This review originally appeared in ICv2 Guide to Anime/Manga #42, published in March 2007.

 

Black Lagoon Vol. 1

(Geneon) $29.98/$39.98 100 minutes

Creators: Rei Hiroe (manga), Sunao Katabuchi (director), Madhouse (studio)

Released: April 2007 (Japan, 2006)

Format: Anamorphic widescreen

Age Rating: 16+

ICv2 Stars: 4 out of 5 stars

 

Japanese salaryman Rokuro Okajima is kidnapped by pirates while delivering a computer disc in waters off of Thailand.  When he discovers that his company has been helping an unstable third world country develop an A-bomb, and that his company wants to kill him to hush up the affair, he joins up with the three pirates who captured him and becomes part of the crew of the pirate PT boat, Black Lagoon.  The leader of the crew is Dutch, a tough as nails Vietnam vet, who calls the shots and pilots the ship.  Revy, the only female crew member, is as deadly with her twin pearl-handled 9 mm as she is curvaceous, while Benny, the communications expert and hacker extraordinaire, is as kind and welcoming as Revy is curt and dangerous.
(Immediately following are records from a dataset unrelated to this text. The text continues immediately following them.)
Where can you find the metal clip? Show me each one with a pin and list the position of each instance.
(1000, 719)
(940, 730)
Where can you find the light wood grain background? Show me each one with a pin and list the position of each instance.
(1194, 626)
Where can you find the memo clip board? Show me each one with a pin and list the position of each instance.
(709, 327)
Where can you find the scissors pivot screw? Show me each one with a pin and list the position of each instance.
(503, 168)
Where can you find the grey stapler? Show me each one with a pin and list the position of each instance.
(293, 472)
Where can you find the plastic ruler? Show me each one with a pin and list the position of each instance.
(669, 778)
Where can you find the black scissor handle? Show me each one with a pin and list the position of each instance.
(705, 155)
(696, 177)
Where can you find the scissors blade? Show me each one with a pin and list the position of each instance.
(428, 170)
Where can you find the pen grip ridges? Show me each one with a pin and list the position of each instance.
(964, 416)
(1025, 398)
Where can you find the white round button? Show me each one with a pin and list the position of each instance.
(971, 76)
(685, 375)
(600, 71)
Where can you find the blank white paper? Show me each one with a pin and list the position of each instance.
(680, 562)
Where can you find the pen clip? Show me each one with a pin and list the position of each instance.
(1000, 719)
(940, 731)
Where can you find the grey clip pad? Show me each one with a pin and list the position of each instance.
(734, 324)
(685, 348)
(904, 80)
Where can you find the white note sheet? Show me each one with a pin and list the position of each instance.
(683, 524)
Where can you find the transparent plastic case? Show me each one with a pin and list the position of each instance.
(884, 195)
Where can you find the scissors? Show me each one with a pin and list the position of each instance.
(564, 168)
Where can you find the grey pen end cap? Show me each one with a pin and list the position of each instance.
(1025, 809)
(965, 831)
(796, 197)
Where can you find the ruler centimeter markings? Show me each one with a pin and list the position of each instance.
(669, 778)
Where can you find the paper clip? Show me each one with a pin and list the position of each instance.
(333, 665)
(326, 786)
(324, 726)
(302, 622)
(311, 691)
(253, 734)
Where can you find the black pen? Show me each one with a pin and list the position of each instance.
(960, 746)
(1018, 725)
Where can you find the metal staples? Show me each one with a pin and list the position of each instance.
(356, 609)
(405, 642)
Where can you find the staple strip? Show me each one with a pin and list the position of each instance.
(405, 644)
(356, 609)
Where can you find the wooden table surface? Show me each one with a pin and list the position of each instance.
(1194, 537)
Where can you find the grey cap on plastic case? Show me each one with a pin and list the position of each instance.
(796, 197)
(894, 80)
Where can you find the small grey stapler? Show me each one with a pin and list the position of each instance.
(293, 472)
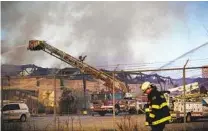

Rokuro, who quickly earns the nickname “Rock,” is often whiny and always button-downed, but he does come up with some interesting battle tactics and proves to be a skillful negotiator and valuable member of the crew.

 

Black Lagoon is basically an earthbound Cowboy Bebop, pitting a crew of roguish adventurers against the corrupt powers that be in a non-stop series of episodic adventures—and even more than in Cowboy Bebop the action never flags in Black Lagoon.  Director Sunao Katabuchi keeps the narrative moving at a breakneck pace, and even a generation used to lightning fast video games won’t be bored.

 

The stories in the first four episodes of Black Lagoon are carefully constructed and contain clever references to pertinent concepts such as the “Stockholm Syndrome.”  Not much time is wasted providing the historical and sociological backgrounds of the various crew members, but clever elliptical hints are dropped indicating that we will find out more about what makes these characters tick in subsequent episodes.  The first two episodes, which deal with Rock’s abduction and his company’s attempt to wipe out the crew by sending a team of mercenaries to hunt them down, are skillfully presented and well integrated.

 

The Black Lagoon anime is based on Rei Hiroe’s seinen  (older male teens) manga and it earns its 16+ rating with a body count rivaling Sam Peckinpah’s The Wild Bunch.  In addition to the non-stop violence there is equally non-stop cigarette smoking and lots of drinking (chugging hard liquor is where Rock’s salaryman training actually comes in handy).  The language is also quite rough with lots of F-bombs and plenty of other expletives--it’s not The Departed, but the dialogue is plenty salty.  Fan service in the first Black Lagoon disc consists of close-ups of Revy’s Daisy Duke cutoffs-covered posterior and some pin-ups that Duke has pasted to the cabin wall.

 

The first four episodes of Black Lagoon deliver the “action picture” goods, and while it’s not for every one, this anime rocks hard and should find considerable success here in North America, if the subsequent episodes maintain the high standards of animation and narration demonstrated by the first four.